U.S. charges Daimler with violating bribery laws
German car and truck maker Daimler AG was charged on Tuesday with violating U.S. bribery laws by showering foreign officials with millions of dollars and gifts of luxury cars to win business deals.
Daimler plans to pay $185 million to settle charges by the U.S. Justice Department and Securities and Exchange Commission while its German and Russian units plan to plead guilty to the criminal charges, a source familiar with the case said.
U.S. prosecutors accused the maker of Mercedes cars of engaging in a long-standing practice of paying bribes to secure deals in Russia, China, Turkey, Egypt, Nigeria, Iraq and at least 16 other countries between 1998 and early 2008, according to a criminal information filed in U.S. court.
Examples in court documents included an armored car given to an official in Turkmenistan and another to a Liberian official.
The U.S. Justice Department charged Daimler with conspiracy and falsifying books and records under the Foreign and Corrupt Practices Act, which makes it illegal to pay bribes to obtain or keep business overseas.
Criminal informations are typically used in plea agreements with the U.S. government.
Daimler owned U.S. automaker Chrysler from until 1998 to 2007. The SEC probe began in 2004 when an auditor complained he was fired for protesting secret bank accounts used to pay foreign officials.
A Justice Department spokeswoman declined to comment on the court papers. A Daimler spokeswoman also declined to comment until a scheduled April 1 hearing.
If the settlement proceeds, it would mark the latest in a string of recent agreements between the United States and major companies to settle foreign bribery allegations. Siemens agreed in December to pay $1.3 billion to end corruption probes in the United States and Germany.

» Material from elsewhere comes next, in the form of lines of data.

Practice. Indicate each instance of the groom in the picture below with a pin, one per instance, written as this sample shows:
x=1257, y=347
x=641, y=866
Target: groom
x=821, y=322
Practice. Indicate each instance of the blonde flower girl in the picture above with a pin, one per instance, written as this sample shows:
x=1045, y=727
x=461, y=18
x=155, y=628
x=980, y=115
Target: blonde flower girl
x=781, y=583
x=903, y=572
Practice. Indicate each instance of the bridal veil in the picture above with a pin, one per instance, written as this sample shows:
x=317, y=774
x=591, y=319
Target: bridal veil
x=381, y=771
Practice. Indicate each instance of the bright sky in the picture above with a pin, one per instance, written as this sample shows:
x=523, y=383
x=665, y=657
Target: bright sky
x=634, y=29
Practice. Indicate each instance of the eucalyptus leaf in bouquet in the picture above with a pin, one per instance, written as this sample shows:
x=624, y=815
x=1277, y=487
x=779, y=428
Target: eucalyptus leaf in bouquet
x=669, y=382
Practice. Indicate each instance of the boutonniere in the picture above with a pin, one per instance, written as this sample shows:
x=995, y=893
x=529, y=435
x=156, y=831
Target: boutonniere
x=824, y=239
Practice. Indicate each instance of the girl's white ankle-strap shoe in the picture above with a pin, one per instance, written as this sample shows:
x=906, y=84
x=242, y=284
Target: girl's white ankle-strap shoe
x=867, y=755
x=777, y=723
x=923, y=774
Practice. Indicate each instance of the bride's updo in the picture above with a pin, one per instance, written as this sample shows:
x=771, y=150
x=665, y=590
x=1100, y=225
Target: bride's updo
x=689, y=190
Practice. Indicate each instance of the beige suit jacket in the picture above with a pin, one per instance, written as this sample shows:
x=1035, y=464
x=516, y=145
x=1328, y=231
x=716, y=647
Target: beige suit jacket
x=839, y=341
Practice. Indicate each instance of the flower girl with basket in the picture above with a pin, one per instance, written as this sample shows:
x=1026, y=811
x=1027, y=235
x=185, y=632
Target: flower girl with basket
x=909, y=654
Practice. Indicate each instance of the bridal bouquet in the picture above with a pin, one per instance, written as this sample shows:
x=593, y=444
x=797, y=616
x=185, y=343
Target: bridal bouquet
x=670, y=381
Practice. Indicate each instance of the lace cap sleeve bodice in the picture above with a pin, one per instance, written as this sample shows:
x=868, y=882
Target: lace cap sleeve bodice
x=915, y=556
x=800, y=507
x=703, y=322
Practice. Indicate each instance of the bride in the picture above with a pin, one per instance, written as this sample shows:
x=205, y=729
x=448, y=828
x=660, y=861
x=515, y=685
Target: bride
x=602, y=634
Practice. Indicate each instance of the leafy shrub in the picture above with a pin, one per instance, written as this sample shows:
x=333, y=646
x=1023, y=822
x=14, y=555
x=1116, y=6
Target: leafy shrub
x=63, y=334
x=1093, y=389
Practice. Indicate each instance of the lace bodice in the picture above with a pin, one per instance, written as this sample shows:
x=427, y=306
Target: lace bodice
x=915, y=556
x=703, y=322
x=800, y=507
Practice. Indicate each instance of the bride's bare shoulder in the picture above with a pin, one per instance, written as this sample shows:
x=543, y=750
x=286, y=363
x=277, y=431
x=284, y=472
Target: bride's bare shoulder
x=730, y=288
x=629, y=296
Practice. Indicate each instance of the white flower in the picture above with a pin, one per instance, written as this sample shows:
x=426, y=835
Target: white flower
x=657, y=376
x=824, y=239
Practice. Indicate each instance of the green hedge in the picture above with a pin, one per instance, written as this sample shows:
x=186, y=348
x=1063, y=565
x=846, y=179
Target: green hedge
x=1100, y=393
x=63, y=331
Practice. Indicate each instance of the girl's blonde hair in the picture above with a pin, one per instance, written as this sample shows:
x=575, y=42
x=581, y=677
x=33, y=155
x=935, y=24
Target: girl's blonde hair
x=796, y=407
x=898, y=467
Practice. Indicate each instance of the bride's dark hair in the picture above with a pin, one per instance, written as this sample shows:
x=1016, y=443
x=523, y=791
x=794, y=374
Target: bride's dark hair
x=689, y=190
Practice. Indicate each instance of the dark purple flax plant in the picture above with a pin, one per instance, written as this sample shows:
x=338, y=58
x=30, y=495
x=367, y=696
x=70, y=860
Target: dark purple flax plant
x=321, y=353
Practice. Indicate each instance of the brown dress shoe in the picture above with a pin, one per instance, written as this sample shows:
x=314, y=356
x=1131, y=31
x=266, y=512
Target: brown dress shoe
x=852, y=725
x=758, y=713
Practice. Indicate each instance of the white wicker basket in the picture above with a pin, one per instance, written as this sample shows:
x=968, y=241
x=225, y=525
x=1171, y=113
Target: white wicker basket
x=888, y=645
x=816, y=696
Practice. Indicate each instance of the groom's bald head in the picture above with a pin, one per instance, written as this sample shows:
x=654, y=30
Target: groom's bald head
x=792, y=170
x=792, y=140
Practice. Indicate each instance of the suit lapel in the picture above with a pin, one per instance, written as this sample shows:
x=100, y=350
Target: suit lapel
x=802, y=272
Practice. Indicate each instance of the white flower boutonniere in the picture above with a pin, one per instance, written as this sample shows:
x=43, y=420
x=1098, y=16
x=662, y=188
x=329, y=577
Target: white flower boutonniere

Daimler has previously acknowledged payments that raised concerns about legal violations and has said the company was cooperating with investigations by the Justice Department and the SEC.
Daimler has taken various actions designed to address and resolve the issues identified in the course of its investigation and to safeguard against the recurrence of improper conduct, the company said in its 2009 annual report.
As part of the settlement, Daimler AG will not plead guilty or admit any wrongdoing in the Justice Department and SEC cases, said the source familiar with the case. The company will pay $93.6 million to resolve the Justice Department probe and $91.4 million for the SEC case, the source said.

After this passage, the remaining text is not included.